Justin Leonard knows what the previous two Bob Hope Chrysler Classic champions went on to accomplish, although he isn't phoning in his coat size to Augusta just yet.
Leonard came from three shots back to pass faltering front-runner Joe Ogilvie on the third hole yesterday on his way to a 5-under-par 67 and a three-shot victory over Ogilvie and Tim Clark in La Quinta, Calif.
Last year's champion, Phil Mickelson, used the Hope as an early springboard to win the Masters, his first major title. Mike Weir, the 2003 Hope winner, went on to don the green jacket at Augusta that year.
"I would say it's just coincidence, but look at the two guys who won this tournament the previous two years," Leonard said. "Two pretty good players that probably set up pretty well for Augusta."
Leonard, the 1997 British Open champion, ended a winless string that stretched back almost two years.
"I enjoy taking pressure off myself, because I'm usually a little more relaxed and have a little more fun," he said. "It will inspire me a bit, knowing that one is not enough.
"I've been sitting on eight [career] wins for almost two years, and it's nice to get a ninth."
Leonard finished the 90-hole tournament at 28-under 332.
Ogilvie, winless in his six years on Tour, had a closing 73. Clark, who won the South African Open in his native country a week earlier, shot 69.
Coming off his worst year since joining the Tour full time in 1995, Leonard rolled in six birdie putts and had just one bogey in the final round.
He began the day three shots behind Ogilvie, who had been tied for the lead or alone at the top since the opening round of the five-day event.
"The rain dance didn't work," Ogilvie said, joking. "I was trying for a rainout today, but that didn't happen.
"I certainly didn't play the way I would have liked today, but I got a pretty good front-row seat for a great round of golf [by Leonard]. I felt very comfortable."
Clark's performance was impressive considering he had never seen any of the four courses used for the Hope.
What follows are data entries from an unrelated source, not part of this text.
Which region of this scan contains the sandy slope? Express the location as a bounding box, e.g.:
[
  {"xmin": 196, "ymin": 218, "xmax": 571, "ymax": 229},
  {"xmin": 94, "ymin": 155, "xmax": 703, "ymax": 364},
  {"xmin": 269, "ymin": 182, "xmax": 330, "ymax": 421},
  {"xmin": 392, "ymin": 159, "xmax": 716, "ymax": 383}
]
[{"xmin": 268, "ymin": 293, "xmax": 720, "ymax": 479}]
After he won in South Africa, he hopped on a plane and spent some 50 hours traveling to the five-day Hope. "I can't even remember my [final] round, to be honest." Clark said. Champions -- Hale Irwin became the first player to win a men's professional tour event five straight times, easily holding off Dana Quigley by five strokes in the Turtle Bay Championship in Kahuku, Hawaii. The 59-year-old Irwin closed with a 5-under 67 for a record 16-under 200 total.
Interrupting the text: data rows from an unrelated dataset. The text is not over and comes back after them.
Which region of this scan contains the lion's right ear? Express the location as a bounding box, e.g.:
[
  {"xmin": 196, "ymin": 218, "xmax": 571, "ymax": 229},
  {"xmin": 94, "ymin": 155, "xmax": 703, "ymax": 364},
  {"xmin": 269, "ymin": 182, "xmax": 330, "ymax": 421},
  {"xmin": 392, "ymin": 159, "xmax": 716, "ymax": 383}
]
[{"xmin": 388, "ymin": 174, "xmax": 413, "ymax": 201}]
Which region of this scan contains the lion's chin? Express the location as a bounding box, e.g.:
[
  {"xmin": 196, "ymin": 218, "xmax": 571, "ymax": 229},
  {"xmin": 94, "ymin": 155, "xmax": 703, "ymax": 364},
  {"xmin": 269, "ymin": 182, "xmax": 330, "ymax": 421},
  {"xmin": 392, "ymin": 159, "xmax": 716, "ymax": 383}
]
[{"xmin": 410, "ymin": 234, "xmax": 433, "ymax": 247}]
Quigley, the MasterCard winner last week, shot a 69. Allen Doyle (71) and Tom Watson (67) tied for third.
European -- Nick Dougherty won his first PGA European Tour title, shooting a 5-under 67 for a five-stroke victory in the Caltex Masters in Singapore. The 22-year-old Englishman had an 18-under 270 total. Colin Montgomerie, the 2004 winner, closed with a 70 to tie for second with Maarten Lafeber (69).